Showing that Royal is putting its passengers first, Bouldin continues: ‘It’s important that all actions taken during this time build and retain long-term trust, even if in the short term these decisions may seem unnerving.
“When we do come out the other side of this, as an industry it’s our job to reassure guests that it’s still safe to cruise. We know the importance of on-board hygiene and the stringent measures we take – both in the wake of the virus and as standard. We must not lose sight of this.”
In the meantime, he adds, a sense of proportion is key.
“At Royal Caribbean, we are considering our new circumstances daily, while keeping them in perspective, and we are rejigging our plans as necessary. But at the same time, we know this will pass, and that when it does we will be prepared to move forward.”
A similar message emerges from Viking Cruises, which was among the first major ocean lines to suspend its sailings for the duration of the crisis, putting passenger and crew welfare first.

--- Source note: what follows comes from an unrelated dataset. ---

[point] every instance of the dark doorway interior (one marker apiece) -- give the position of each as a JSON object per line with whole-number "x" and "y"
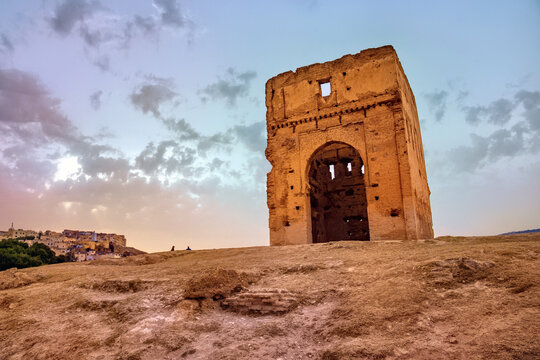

Chairman and founder Torstein Hagen says the cruise line is busy working on making its guests’ future experiences the best they possibly can be.
“We will keep looking forward as we plan to continue expansion of our destination-focused travel experiences,” he says.
“In addition to our many award-winning river and ocean cruises, in early 2022 we will launch our expedition journeys to the Arctic and Antarctica, as well as North America’s Great Lakes.”
“We will stand by our guests, employees and partners in these challenging times and hope that they, in turn, will stand by us.”
One thing all cruise industry insiders agree on is that theirs is a tight-knit community with the resilience to weather this storm. As Royal Caribbean’s Ben Bouldin says:
“It’s reassuring to know that if we need to adapt, the strength and agility of our team and business will allow us to do so, even if it’s on a moment’s notice. And Covid-19 will pass, so let’s help it do so quickly.”